China isn't providing military aid for the most part. Instead, they offer cheap loans for infrastructure projects and (foreshadowing!) the promise to get to work on them right away. China's view is and always has been, "Screw environmental impact studies. We have too many mouths to feed. You need power? Build a dam." Whereas Western investment often comes with multiple competing goals and interests ranging from social development to economic growth to political stability, China is more narrowly economically focused. If it's good for business, do it. If China's industries need lumber and copper they hand over the cash without asking the pesky questions Western nations tend to ask. China doesn't have environmental groups that matter. And African leaders have a long history of self-inflicted environmental degradation if the price is right.
Despite the Chinese economic slowdown, they announced $60 billion in new loans and investment in Africa as recently as January of this year including a single $13 billion infrastructure project in Kenya alone. This leads us to the $64,000 question: what exactly is it that China wants? The Cold War superpowers didn't lavish gifts on small countries out of the kindness of their hearts; it was quid pro quo aid. Most of the sober analysis agrees that China's motives are economic. That's never a bad guess. A more optimistic view is that Chinese firms recognize the limits of growth within their own borders and are looking elsewhere. Cynically, China sees cheap and abundant natural resources they want to extract and they see these projects as little trinkets that will curry favor with less sophisticated governments.
I'm not sure if this qualifies as a conspiracy theory, but I look at it differently. In the long term I don't think China has its eye on African resources so much as it has its eye on Africa.
For all their recent "Come to Jesus" talk about understanding the importance of sustainability and the environment, there is no nation on the planet that has trashed its own house quite like the Chinese have. Since Mao and his friends took over and put the country on an often calamitous crash course toward industrialization, China has polluted like no other nation on the planet can even hold a candle to – not even the CO2-belching US. The priorities have been feeding a billion people and becoming a modern industrial and economic colossus in record time. The environment wasn't even an afterthought. The growth of China's economy has indeed been impressive and rapid, but there have been costs. About 1/3 of all arable land in the country is heavy-metals poisoned, as is roughly 1/3 of their drinking water. They burn coal like Americans burn gasoline. Their cities are choked in air pollution that is the country's single biggest public health issue. Ever wonder why they were able to take the lead in so many manufacturing sectors, particularly electronics? It's not just cheap labor. Lots of places have cheap labor. It's the fact that in China you can pay someone almost nothing to melt down used motherboards and PC components without protective gear (Because who cares if the worker dies at 37? The government doesn't.) and then dump the results in a river. They simply don't care. Or if they do care now, they waited too long.
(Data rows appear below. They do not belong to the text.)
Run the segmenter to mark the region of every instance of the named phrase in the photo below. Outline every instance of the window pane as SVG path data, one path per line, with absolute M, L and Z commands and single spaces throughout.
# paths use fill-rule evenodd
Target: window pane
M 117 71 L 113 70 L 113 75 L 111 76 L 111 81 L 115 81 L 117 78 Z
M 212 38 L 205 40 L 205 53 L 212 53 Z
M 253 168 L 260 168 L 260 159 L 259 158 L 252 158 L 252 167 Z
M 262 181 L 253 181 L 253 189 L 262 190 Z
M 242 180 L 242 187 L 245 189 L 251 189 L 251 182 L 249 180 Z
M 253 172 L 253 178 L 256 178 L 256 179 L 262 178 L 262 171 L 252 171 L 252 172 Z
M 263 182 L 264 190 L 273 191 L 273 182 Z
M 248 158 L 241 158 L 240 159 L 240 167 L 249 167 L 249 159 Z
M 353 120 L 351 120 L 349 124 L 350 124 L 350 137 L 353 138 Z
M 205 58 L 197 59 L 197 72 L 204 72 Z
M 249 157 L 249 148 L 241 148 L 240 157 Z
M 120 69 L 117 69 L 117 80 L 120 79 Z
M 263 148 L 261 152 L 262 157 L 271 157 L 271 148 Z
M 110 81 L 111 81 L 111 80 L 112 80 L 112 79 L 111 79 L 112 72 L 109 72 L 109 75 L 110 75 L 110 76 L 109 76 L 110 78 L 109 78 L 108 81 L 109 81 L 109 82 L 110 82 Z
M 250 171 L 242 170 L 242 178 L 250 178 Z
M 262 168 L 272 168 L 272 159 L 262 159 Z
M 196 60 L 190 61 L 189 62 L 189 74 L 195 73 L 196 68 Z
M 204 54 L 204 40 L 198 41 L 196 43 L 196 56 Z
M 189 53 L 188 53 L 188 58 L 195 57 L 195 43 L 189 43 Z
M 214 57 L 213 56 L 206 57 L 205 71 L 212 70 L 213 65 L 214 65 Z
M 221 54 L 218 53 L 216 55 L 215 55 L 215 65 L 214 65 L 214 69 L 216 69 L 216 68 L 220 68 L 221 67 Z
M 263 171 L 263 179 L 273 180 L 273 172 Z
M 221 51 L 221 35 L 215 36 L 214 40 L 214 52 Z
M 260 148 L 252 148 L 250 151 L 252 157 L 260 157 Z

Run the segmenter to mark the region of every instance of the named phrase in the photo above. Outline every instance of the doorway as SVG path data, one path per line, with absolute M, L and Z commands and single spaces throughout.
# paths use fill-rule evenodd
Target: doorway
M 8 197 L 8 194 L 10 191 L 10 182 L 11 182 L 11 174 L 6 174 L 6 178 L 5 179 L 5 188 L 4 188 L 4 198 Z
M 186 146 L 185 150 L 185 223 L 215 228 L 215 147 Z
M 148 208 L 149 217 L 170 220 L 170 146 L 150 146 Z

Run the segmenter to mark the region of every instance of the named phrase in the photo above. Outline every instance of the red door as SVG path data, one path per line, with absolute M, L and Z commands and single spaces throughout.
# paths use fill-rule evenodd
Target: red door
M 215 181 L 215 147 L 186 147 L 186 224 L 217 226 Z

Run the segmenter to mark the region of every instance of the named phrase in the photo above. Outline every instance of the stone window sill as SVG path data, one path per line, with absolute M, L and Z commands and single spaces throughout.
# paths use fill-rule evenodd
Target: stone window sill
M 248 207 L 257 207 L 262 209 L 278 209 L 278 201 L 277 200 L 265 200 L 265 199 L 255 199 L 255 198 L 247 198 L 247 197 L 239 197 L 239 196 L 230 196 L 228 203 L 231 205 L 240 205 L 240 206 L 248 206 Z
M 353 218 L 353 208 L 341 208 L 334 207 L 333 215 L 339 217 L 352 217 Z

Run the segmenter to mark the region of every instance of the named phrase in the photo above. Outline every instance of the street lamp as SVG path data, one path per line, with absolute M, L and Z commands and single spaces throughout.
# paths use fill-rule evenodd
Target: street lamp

So we have a nation with a billion and a half people, and that number is still growing. This nation has exhausted its natural resources for the most part and done staggering damage to its ability to produce food thanks to desertification and toxic soil in industrial areas. Either the nation is going to undertake the single greatest environmental remediation and sustainability turnaround in human history or they're going to need to find someplace else for their population to spread and grow. I don't mean that China will show up, guns in hand, to annex half of Africa. But this steady stream of Chinese emigrating to Africa now is likely to continue growing. While the motivation for that movement ostensibly is economic, I can't help but think there's a strategic long-term demographic strategy at play as well.
The way America pollutes is ultimately of more consequence because our carbon emissions affect the whole planet. China, conversely, has been the primary victim of China's environmental inaction. England went through this on a smaller scale during the Industrial Revolution and Victorian Era, the point at which they had to confront as a nation the possibility that London would be uninhabitable if they didn't stop pumping coal fumes into the air and pouring industrial waste in the Thames. The British certainly looked beyond their own borders as a partial solution to their problems, and China is in the process of doing the same.